Last week was a very light week for any issuances from the Federal Government – most likely due to the weather related closures in Washington, D.C. and Baltimore. In light of that, let’s take a look at a Frequently Asked Question (FAQ) that we reported in our February 2 issue of the Medicare Weekly Update.
Facilities continue to work on developing efficient processes for carving out procedure time from billable observation hours. Some procedures are obvious and the documentation can clearly support this process. This includes services such as endoscopy, surgery, chemotherapy, and transfusions. In Chapter 4 of the Medicare Claims Processing Manual (Section 290.2.2), it states that “observation services should not be billed concurrently with diagnostic or therapeutic services for which active monitoring is a part of the procedure.” In these situations, hospitals should add the times together for each period of observation that is supported by the documented beginning and ending times to determine the total number of units reported under HCPCS code G0378 (observation per hour). All of the time related to the procedure, including pre- and post-operative preparation, monitoring and recovery, is inclusive in the procedure itself and should not be billed separately.
Other procedures such as MRIs and CTs with contrast and therapeutic drug infusions are not quite as clear.

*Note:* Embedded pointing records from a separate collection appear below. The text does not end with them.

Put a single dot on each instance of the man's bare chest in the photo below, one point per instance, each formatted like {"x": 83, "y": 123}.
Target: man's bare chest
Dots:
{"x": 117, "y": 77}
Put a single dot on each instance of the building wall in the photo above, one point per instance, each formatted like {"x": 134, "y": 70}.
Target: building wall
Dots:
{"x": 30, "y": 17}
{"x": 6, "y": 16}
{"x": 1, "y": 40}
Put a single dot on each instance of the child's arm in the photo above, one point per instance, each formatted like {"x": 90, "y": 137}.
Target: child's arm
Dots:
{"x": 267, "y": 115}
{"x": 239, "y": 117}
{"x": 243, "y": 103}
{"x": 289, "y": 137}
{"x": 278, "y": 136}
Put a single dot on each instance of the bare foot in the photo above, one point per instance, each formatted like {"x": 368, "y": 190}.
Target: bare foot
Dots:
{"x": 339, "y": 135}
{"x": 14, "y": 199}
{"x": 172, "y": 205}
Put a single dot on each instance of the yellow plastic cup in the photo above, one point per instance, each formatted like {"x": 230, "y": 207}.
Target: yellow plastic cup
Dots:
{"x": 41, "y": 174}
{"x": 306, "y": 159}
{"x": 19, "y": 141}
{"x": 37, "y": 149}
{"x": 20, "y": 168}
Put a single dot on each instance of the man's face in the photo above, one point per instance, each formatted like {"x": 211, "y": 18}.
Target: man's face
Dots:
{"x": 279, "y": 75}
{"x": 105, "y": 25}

On January 27, CMS responded with FAQ 9974 regarding a question about drug administration services and observation. CMS replied that the hospital must determine if active monitoring is a part of the time for the drug administration services for that patient. This determination may depend on the type of drug administration, the drug itself or the needs of the patient. The FAQ goes on to compare a complex and a routine drug infusion using the same drug HCPCS code – one situation requiring active monitoring and not in the other. It also advises hospitals to check with their Medicare contractors with questions about specific clinical situations. The FAQ response seems to correlate with a similar question that was asked on the October 2009 Hospital Open Door Forum call.

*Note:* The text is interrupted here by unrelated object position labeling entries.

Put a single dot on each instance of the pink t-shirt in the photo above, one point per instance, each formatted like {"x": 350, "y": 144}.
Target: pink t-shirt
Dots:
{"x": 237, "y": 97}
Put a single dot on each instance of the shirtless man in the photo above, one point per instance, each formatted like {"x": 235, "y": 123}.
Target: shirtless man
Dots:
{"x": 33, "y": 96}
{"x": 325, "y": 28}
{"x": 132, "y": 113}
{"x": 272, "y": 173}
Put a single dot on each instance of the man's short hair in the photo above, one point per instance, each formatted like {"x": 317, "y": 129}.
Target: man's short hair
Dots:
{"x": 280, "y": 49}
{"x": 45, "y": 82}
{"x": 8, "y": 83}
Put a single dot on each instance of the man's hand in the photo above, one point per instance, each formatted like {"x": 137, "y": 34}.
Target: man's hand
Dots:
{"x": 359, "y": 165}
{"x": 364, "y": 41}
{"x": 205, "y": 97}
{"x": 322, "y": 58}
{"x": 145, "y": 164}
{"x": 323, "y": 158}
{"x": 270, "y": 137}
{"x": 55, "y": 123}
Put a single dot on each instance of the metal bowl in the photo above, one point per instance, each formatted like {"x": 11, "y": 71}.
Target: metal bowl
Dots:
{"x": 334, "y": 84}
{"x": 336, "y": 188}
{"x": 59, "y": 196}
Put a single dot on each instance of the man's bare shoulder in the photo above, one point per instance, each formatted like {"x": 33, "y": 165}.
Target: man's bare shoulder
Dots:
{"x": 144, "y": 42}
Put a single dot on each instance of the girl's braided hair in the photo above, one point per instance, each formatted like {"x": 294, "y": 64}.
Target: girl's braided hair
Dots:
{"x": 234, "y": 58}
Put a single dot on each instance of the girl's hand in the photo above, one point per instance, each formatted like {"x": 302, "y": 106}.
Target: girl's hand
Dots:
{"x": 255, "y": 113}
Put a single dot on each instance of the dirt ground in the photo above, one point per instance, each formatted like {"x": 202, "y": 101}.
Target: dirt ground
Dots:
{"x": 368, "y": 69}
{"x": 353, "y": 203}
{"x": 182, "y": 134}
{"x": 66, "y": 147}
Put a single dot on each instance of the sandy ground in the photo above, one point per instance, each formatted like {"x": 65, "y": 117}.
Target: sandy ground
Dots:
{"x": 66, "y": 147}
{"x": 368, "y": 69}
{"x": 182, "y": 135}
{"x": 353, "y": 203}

Hospitals need to increase their own “active monitoring” of billable observation hours, making sure that procedure times and actively monitored drug administration times are deducted from the total units of observation hours. Hospitals that rely on their information systems to automatically calculate observation hours based on changing the patient’s service type to and discharging from observation are at particular risk for including procedures requiring active monitoring in their total time. Unfortunately, all observation services will most likely need to be reviewed using clinical staff and a manual process based on documentation times, clinical criteria and individual patient needs – once again, adding to the “costs” of providing observation care and delaying billing of the services.
Note: In the FAQ #9974 response, CMS incorrectly stated Chapter 6, section 290.2.2 of the Medicare Claims Processing Manual. The chapter that should be cited is Chapter 4 and the section remains the same.